Sunbelt Rentals U.S. posted $4,988.9 million in revenue in full year fiscal 2019 compared to $4,153.1 million in full year fiscal 2018, a 20.1-percent year-over-year increase. Sunbelt Canada recorded CDN $333 million compared to $223.4 million a year ago, a 54-percent hike.
The whole company, including A-Plant in the United Kingdom, totaled £4,499.6 million (about U.S. $5.692 billion), compared to £3,706 million last year, a 21.4-percent leap.
In the fiscal fourth quarter, the whole company posted £1,014.4 million in underlying rental revenue compared to £798.7 million in the same period last year, a 27-percent year-over-year increase.
During the fiscal year, the company invested £1.6 billion in the business compared to £1.2 billion in the previous fiscal year. Ashtead spend £622 million on bolt-on acquisitions compared to £392 million in the previous year.
“The group delivered a strong quarter with good performance across the business,” said Ashtead chief executive Brendan Horgan. “As a result, group rental revenue increased 18 percent for the year and underlying pre-tax profit increased 17 percent to £1,110 million, both a constant exchange rates. We continue to experience strong end markets in North America and are executing well on our strategy of organic growth supplemented by targeted bolt-on acquisitions. We invested £1.6 billion in capital and a further £622 million on bolt-on acquisitions in the period, which as added 146 locations across the group.

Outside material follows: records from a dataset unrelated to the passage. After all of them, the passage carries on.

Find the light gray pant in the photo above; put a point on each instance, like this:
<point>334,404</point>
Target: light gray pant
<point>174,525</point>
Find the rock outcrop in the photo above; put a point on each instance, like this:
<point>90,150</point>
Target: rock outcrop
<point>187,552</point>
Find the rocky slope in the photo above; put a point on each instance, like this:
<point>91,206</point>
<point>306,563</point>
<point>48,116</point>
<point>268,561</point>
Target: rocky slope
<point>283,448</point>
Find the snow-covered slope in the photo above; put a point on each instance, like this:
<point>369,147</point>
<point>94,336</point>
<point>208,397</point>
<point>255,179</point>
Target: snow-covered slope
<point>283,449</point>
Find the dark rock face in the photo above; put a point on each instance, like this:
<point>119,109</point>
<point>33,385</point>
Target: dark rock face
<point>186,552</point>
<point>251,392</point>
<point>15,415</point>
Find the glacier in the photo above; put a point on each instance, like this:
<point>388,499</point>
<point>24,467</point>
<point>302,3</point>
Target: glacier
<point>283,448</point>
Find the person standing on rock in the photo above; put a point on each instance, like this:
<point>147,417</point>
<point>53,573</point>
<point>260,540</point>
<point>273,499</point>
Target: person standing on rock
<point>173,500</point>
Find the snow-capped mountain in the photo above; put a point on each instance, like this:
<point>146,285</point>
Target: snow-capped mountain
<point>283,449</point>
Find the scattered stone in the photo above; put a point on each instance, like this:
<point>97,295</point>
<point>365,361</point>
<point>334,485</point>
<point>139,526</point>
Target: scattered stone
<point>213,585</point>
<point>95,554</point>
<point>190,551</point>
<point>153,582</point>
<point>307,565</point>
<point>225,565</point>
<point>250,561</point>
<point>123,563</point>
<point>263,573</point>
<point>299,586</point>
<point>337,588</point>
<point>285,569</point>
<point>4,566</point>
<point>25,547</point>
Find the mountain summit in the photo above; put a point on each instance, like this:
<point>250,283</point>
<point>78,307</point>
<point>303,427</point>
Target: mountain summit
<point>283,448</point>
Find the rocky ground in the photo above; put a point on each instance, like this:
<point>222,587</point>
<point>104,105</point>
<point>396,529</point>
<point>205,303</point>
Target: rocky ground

This investment reflects the structural growth opportunity that we continue to see in the business as we broaden our product offering, geographic reach and end markets, thus increasing market share and diversifying our business.

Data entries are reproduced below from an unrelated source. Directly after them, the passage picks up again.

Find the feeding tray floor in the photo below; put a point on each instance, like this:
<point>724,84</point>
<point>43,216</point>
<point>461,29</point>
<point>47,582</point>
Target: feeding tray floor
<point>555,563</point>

“We remain focused on responsible growth. Our increasing scale and strong margins are delivering good earnings growth and significant free cash flow generation. This provides significant operational and financial flexibility, enabling us to invest in the long-term structural growth opportunity and enhance returns to shareholders, while maintaining leverage within our target range of 1.5 to 2 times net debt to EBITDA. We have spent £675 million under our share buyback program announced in December 2017, which has now concluded, and expect to spend a minimum of £500 million on share buybacks in 2019/20.”
Horgan added that the company anticipates a similar level of capital expenditure in 2019/20, consistent with the company’s strategic plan.
Headquartered in Fort Mill, S.C., Sunbelt Rentals is No. 2 on the RER 100. Parent company Ashtead plc is based in London.